上記のように著作隣接権は、著作物を伝達した者に与えられることから、著作隣接権者としては「実演家」「レコード製作者」「放送事業者」「有線放送事業者」の四類型が定められています。これらのいずれかに当てはまる伝達行為をした場合、著作隣接権の保護を受けることができます。
著作隣接権の支分権
著作隣接権として認められている権利は、以下の通りです。すべての著作隣接権者に全部の権利が認められているわけではなく、著作隣接権者の類型に応じて、それぞれその一部が認められています。
- 録音権(91条) 実演を録音又は録画する権利
- 放送権(92条) 実演を放送する権利(テレビ、ラジオ等)
- 有線放送権(92条) 実演を有線放送する権利(CATV、CAラジオ等)
- 送信可能可権(92条の2) 実演を送信可能可する権利(インターネット配信等)
- 譲渡権(93条) 実演の録画物や録音物を譲渡する権利(最初の譲渡のみ)
- 貸与権(94条) 商業用レコードを貸与する権利(販売後1年間のみ)
- 複製権(96条) 商業用レコードを複製する権利
なお録音権の許諾を受けた場合、放送権・有線放送権・送信可能可権も許諾されたものとみなされます(92条2項、92条の2第2項)。また放送権・有線放送権の許諾を受けたときは、その放送のために録音・録画することが認められます(放送等のための固定:93条)。
著作隣接権の保護期間
著作権の保護期間は、原則として著作者の死後70年間であるのに対し、著作隣接権の保護期間は、実演や放送を行ったときから50年間です。また著作隣接権者もまた著作権者と同様、人格権を有し、氏名表示権・同一性保持権を有します。そのため、実演の録音物等を実演家のクレジット表記なく使用することや許諾なく改変したりすることは、著作隣接権者の人格権の侵害となります。
実演家の権利
「実演家」とは「俳優、舞踊家、演奏家、歌手その他実演を行う者及び実演を指揮し、又は演出する者」とされています。俳優は脚本という著作物を演技により公衆に伝達しており、歌手は楽曲という著作物を歌唱により公衆に伝達しているため、著作隣接権者となります。また「実演を指揮し、又は演出する者」も実演家に含まれるため、交響楽団の指揮者や舞台の演出家等も、実演家としての権利を有します。
録音録画権
実演家の権利の内容としては、録音権・録画権・放送権・有線放送権・送信可能可権・譲渡権・貸与権があります。

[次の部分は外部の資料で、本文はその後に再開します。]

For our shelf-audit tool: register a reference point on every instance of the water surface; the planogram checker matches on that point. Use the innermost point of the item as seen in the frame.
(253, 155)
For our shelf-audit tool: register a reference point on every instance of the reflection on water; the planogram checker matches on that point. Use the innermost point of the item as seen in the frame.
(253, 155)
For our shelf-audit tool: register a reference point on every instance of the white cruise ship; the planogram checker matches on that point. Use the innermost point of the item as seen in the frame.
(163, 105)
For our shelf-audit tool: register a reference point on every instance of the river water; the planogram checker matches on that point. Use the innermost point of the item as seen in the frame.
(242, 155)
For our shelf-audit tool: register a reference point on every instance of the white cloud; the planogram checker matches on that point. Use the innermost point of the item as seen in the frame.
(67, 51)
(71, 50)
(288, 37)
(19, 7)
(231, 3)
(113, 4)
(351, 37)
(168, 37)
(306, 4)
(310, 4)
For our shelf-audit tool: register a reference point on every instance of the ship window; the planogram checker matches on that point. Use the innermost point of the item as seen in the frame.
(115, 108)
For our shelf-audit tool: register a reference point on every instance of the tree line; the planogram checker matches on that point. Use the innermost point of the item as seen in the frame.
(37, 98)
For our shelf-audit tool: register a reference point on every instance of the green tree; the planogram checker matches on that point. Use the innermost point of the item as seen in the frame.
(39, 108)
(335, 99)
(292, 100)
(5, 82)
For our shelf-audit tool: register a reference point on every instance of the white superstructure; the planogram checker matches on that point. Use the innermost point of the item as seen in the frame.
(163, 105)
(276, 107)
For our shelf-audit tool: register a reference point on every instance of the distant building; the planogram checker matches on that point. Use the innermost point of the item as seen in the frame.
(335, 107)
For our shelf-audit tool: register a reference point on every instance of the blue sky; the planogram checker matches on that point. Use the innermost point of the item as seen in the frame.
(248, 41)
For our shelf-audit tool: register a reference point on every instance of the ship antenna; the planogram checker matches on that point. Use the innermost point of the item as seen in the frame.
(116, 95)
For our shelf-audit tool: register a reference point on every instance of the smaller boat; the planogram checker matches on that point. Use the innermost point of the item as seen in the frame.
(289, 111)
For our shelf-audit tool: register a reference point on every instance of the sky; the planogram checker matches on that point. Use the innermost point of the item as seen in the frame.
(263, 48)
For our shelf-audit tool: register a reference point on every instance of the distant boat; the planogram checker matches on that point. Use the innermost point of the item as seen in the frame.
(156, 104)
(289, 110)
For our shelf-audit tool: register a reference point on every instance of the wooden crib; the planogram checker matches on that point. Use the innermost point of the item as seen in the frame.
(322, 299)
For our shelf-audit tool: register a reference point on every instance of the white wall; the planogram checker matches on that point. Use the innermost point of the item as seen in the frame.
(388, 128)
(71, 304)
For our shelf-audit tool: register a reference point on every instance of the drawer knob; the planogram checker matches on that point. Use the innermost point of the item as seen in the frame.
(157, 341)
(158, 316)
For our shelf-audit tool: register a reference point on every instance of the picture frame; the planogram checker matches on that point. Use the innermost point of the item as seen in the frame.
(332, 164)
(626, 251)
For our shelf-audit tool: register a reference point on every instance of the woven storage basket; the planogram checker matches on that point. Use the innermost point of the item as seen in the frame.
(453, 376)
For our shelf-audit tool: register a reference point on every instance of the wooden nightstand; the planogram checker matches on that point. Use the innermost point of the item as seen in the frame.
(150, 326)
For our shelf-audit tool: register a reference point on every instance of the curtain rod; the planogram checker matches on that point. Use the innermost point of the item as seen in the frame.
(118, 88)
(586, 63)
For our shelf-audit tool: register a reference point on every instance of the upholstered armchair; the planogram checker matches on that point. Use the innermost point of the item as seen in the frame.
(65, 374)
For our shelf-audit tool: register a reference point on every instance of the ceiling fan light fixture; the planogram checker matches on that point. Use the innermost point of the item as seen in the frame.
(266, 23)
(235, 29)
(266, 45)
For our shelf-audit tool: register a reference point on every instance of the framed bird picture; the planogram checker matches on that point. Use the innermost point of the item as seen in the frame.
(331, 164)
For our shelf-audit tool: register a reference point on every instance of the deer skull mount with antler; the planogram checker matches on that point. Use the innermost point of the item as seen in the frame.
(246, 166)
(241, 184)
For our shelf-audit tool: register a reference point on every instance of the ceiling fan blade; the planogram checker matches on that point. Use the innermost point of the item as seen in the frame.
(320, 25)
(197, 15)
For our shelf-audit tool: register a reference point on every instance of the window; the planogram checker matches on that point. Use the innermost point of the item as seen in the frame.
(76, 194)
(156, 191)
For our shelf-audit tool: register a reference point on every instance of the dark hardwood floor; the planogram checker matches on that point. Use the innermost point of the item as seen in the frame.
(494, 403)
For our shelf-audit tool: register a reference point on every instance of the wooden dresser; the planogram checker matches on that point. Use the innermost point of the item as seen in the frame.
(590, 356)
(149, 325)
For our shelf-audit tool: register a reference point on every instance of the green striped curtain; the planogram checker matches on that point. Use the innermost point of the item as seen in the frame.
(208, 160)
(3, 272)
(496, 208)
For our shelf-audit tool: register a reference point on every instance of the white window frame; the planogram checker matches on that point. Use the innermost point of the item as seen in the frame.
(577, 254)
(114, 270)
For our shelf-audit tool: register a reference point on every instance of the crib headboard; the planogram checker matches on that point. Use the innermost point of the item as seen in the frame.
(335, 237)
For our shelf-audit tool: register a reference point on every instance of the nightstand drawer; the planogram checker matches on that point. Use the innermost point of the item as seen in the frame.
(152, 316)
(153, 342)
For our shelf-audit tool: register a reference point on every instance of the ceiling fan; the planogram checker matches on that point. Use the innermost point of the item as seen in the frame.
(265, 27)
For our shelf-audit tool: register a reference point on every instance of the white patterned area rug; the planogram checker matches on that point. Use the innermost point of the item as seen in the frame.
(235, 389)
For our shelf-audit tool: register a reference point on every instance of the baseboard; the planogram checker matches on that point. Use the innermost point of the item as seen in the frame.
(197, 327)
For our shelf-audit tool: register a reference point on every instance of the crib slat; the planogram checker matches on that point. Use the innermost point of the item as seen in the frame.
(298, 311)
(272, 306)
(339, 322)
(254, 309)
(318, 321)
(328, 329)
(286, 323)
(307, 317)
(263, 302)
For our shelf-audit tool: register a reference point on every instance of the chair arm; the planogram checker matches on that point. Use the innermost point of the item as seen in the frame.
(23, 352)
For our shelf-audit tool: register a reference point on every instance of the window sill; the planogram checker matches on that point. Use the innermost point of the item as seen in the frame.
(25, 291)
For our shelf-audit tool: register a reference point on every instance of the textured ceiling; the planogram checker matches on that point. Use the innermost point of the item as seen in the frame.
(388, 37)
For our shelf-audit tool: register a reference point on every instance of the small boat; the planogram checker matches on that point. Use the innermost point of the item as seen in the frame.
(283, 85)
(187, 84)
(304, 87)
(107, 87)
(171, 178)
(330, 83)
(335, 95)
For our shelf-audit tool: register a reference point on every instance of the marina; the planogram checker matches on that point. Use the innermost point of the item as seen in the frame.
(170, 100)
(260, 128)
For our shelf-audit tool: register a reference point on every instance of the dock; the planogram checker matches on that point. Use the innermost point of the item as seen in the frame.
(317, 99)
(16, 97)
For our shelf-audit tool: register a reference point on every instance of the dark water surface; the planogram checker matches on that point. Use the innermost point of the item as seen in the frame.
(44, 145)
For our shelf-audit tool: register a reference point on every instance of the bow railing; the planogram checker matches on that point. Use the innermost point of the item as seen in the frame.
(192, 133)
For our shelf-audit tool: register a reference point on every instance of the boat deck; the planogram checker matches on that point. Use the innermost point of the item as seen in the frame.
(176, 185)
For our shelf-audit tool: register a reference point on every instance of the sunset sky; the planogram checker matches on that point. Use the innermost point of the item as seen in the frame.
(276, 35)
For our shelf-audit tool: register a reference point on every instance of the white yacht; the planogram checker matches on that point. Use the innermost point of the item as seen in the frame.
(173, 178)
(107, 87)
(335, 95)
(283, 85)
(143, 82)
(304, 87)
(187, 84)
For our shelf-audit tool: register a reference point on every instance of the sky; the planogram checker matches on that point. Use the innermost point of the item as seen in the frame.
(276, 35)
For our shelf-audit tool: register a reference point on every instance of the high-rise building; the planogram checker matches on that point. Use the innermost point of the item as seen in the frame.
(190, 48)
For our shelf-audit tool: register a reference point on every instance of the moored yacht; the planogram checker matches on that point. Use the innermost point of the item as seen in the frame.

そのため例えば俳優の許諾なく、その実演を録音したり、生中継したり、録音物を放送したりすることは、これらの権利の侵害となります。
使用料請求権
また「二次使用料請求権」・「貸レコード報酬請求権」も認められています。二次使用料請求権とは、商業用レコードが放送・有線放送で使用された場合にその使用料を請求できる権利であり、貸レコード報酬請求権とは、貸レコード業者から報酬を受け取ることができる権利です。いずれの権利も、実演家個人により請求することは認められておらず、「日本芸能実演家団体協議会」によってのみ行使することができます(95条5項・95条の3第4項)。
レコード製作者の権利
「レコード製作者」とは「レコードに固定されている音を最初に固定した者」とされています。「固定」とは録音や録画のようにその場限りの実演をレコード等に記録することを指します。そのため実演を直接録音した者が、レコード製作者に当たることとなります。レコード製作者の権利の内容としては、複製権・送信可能可権・譲渡権・貸与権があります。また「二次使用料請求権」・「貸レコード報酬請求権」も認められています。これらの権利は、「日本レコード協会」によってのみ行使することができます(97条3項・97条の3第5項)。
(有線)放送事業者の権利
「(有線)放送事業者」とは「(有線)放送を業として行う者」をいうとされています。テレビ局やラジオ局、ケーブルテレビ事業者などがこれにあたります。(有線)放送事業者の権利の内容として、複製権・(有線)放送権・再(有線)放送権・放送伝達権があります。このうち「放送伝達権」とは、放送の内容を超大型テレビ,オーロラビジョン等の装置によって公衆に伝達することを内容とする権利です。街頭のビルに設置されている大型画面等がこれにあたります。
著作隣接権と画像生成
著作隣接権は、上記のように実演や放送の対象となる著作物に関して認められる権利であるため、生成画像に関して著作隣接権が生じる場合は現段階ではあまり考えられないと言えます。ただし他の著作隣接権者との関係においては、例えばテレビアニメのアニメキャラクター等に関しては、その原作者や制作会社の著作権の他、放送局の著作隣接権が生じているため、これらを基にした生成画像に関しては、放送局の有する同一性保持権(人格権)や、複製権等の権利の対象となっている場合があります。そのため、こうしたアニメキャラクター等の生成画像の使用については、放送局の許諾が必要となる場合も考えられます。